Philadelphia, March 19. 1791.
Renewing to you, my dear Sir, assurances of the most perfect esteem and affection, I desire to refer the interruptions which our correspondence has lately sustained, on my part, to causes which I am persuaded you will readily admit as excusable.
To the fulfilment of public duties, too interesting to be neglected, and too multiplied to allow me much leisure, I am forced to sacrifice the wishes of friendship, and the pleasures of private life. This reason to you, who suffer the same privations, will apologise for the abridgement of an intercourse, ever grateful to my feelings, and conducive to my happiness.
The tender concern, which you express on my late illness, awakens emotions which words will not explain, and to which your own sensibility can best do justice1—My health is now quite restored, and I flatter myself with the hope of a long exemption from sickness.
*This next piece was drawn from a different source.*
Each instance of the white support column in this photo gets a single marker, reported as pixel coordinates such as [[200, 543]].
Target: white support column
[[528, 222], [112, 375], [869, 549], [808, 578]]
On Monday next I shall enter on the practice of your friendly prescription of exercise—intending at that time to begin a journey to the southward, during which I purpose visiting all the southern States.2 Our country, my dear Sir, (and it is truly yours) is fast progressing in its political importance, and social happiness.
The last session of Congress has been occupied in additional arrangements of finance, to establish the public credit, and provide for the expenditures of government—a small encrease of our military establishment has also been judged necessary, to reclaim, if possible, and to chastise, if required, the irregularities of some indian tribes on the western waters. Your friend, General St Clair resumes his functions as Major General.
The laws of the United States, adapted to the public exigencies, are framed with wisdom and moderation, and acquiesced in with cheerfulness. The administration of them, aided by the affectionate partiality of my countrymen, is attended with no unnecessary inconvenience, and every circumstance is auspicious to the felicity of your fellow-citizens in this section of the globe—They are not less so, I devoutly hope in that country, which is more immediately the object of your patriotic attentions.
The distance, which separates us, joined to the delicacy of the subject, has always suspended my opinion on your national affairs.
I am well aware, that it is impossible to judge with precision of measures, the motives to which are sometimes unknown, and the necessity of them not always understood—But there is one circumstance, on which I find it difficult to suppress an anxious wish—that the present National Assembly may not protract their own existence so long as to beget any uneasiness on that score—The confirmation of their decrees will be best made by a second representation of the People, and that representation, to act efficiently, as a legislative body, may possibly require to be re-organised.
My affection for the french nation, my sincere wish that their government may be respectable, and the people happy, will excuse the disclosure of this sentiment, the only one, I believe, that I have ventured to offer on the subject of the revolution.
Like you, my dear Sir, I sighed for retirement—like me, I am afraid, you must continue the sacrifice.
I have obeyed your request in communicating your remembrance to the friends mentioned in your letter of the 26th of August.3 Mrs. Washington joins me in respectful compliments to Madam de la Fayette—and I entreat you to be assured of the inviolable respect and esteem, with which I am My dear Sir, &ca
P.S. Your old Aid de Camp Geo: Augt. Washington has got another Son to whom he has given your name.4
1. For GW’s illness in the late spring and summer of 1790, see editorial note to William Jackson to Clement Biddle, 12 May 1790.
4. George Augustine and Frances Bassett Washington had two sons named George Fayette Washington. The first, born 10 April 1787, lived only two weeks. GW is referring to George Fayette Washington (1790–1867), the second son (see Diaries description begins Donald Jackson and Dorothy Twohig, eds. The Diaries of George Washington. 6 vols. Charlottesville, Va., 1976–79. description ends , 5:131, 6:252).